Work begins on the Tenerife - La Gomera submarine electrical cable

Published on March 21, 2023
Canary IslandsNews from Canary Islands
la gomera seen from tenerife puerto santiago
La Gomera seen from Tenerife

The President of the Canary Islands, Ángel Víctor Torres, presided over the official act to start work on the new submarine electrical link designed to connect the islands of Tenerife and La Gomera, a project that represents a milestone in the modernization of the electrical system of the Canary Islands and in the decarbonization plans scheduled for the archipelago.

Torres explained that "the submarine electrical interconnection between La Gomera and Tenerife [which is added to the existing one between Lanzarote and Fuerteventura] will facilitate the reduction of electricity generation costs and will contribute to less dependence on fossil fuels from abroad while producing an environmental improvement in the two islands”. This initiative in turn contributes to continuing advancing in the greater participation of renewable energies in the energy balance of the Canary Islands (energy mix), which in this legislature, from the end of 2018 to 2022, have gone from representing 10.52% to reaching 20.13%, which means that the contribution of clean energies in the Canary Islands energy mix has almost doubled.
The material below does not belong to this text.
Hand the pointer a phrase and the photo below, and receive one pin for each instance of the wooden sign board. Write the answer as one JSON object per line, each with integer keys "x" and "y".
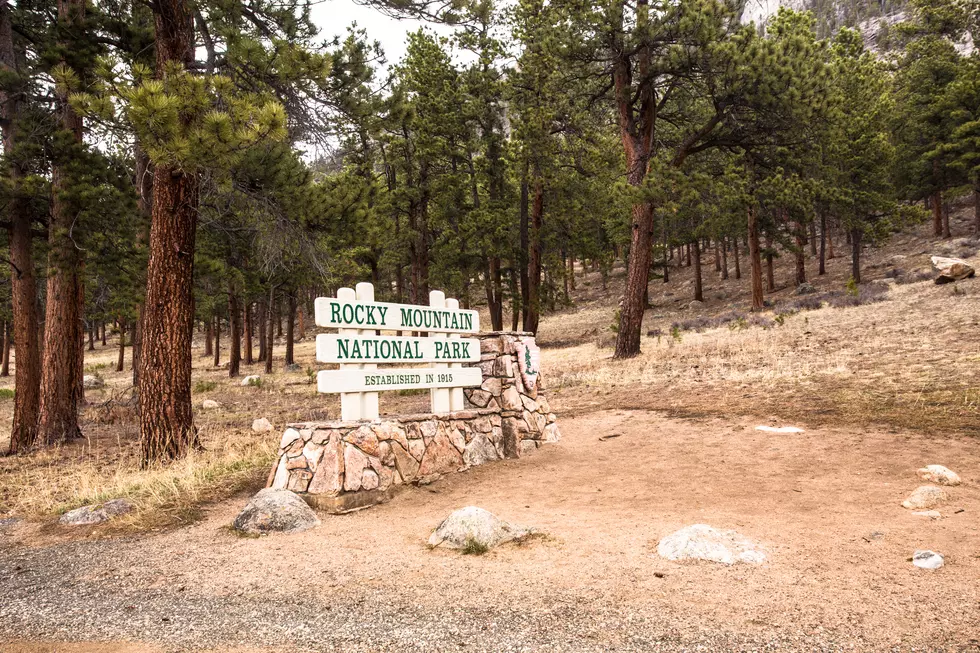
{"x": 340, "y": 314}
{"x": 340, "y": 348}
{"x": 399, "y": 378}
A fifth of the electricity consumption on the islands already has a green, renewable, sustainable origin”.

In statements to the media, the regional president announced that the total investment will amount to around 114 million euros, with permits from Costas, an environmental impact statement and the involvement from various administrations. 

Hydroelectric power station in the municipality of Güímar

Likewise, Torres considered it very relevant that the president of Redeia, Beatriz Corredor, has advanced today the company's commitment to the Canary Islands and, specifically, to Tenerife, with the municipality of Güímar as the most likely location for the hydroelectric power station on this island. “This is a major initiative because hundreds of millions of euros are needed, it implies environmental recovery and is key to the storage of renewable energy in Tenerife. We will continue walking" in the green transformation "with a clear vision and the horizon set at 2040 when all the energy on the islands must be renewable".
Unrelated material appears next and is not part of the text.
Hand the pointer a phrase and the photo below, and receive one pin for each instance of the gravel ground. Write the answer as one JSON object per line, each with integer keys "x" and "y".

The company Red Eléctrica (REE), a subsidiary of Redeia and responsible for the operation and transmission of electricity in Spain, has already begun work on the new submarine link. This is a new interconnection between islands that will be decisive in guaranteeing the security of supply on La Gomera, enabling greater integration of renewable energies and achieving a reduction in global generation costs by linking the electrical systems of both islands.

Thanks to this new link, whose commissioning is scheduled for 2025, La Gomera will be able to generate and integrate a renewable contingent greater than the total demand of that island, thus reducing dependence on the El Palmar thermal power plant. In addition, thanks to the interconnection, the Tenerife system will be able to integrate the surplus of renewable generation originating in La Gomera, thus reducing its dependence on fossil fuels and at the same time contributing to the reduction of greenhouse gas emissions. 

An ambitious installation adapted to the environment

This new strategic project represents an ambitious challenge, given its technical complexity both in its terrestrial and underwater sections. No standard solutions have been applied, adapting all of them flexibly to the reality of the territory from all points of view: social, technical and environmental.

The axis consists of a 66 kV double circuit line, with a 36 km underwater section and two underground terrestrial sections on the islands of La Gomera and Tenerife, which will link the future electrical substation of Chío (Tenerife) with the new electrical substation from El Palmar (La Gomera).

It is the deepest three-pole alternating submarine link in the world, which is why it has required an adapted cable design, reinforced with lightweight materials capable of withstanding the demanding requirements of the environment in which it will be installed.

On the other hand, due to its length and complexity, the arrival of the cable ashore on both islands has posed a challenge to ensure the protection of the biodiversity of the shallower waters, given the unique nature of the highly heterogeneous volcanic soils. To do this, the technique of directed drilling has been used, which introduces the cable into the sea through a microtunnel with an outlet hundreds of meters from the coast, nullifying any effect on the biological communities of the drilling section of the coast.

In short, the layout of the interconnection has been designed in order to minimize the impact on the landscape and to ensure maximum protection of the vegetation and fauna in the areas through which it runs.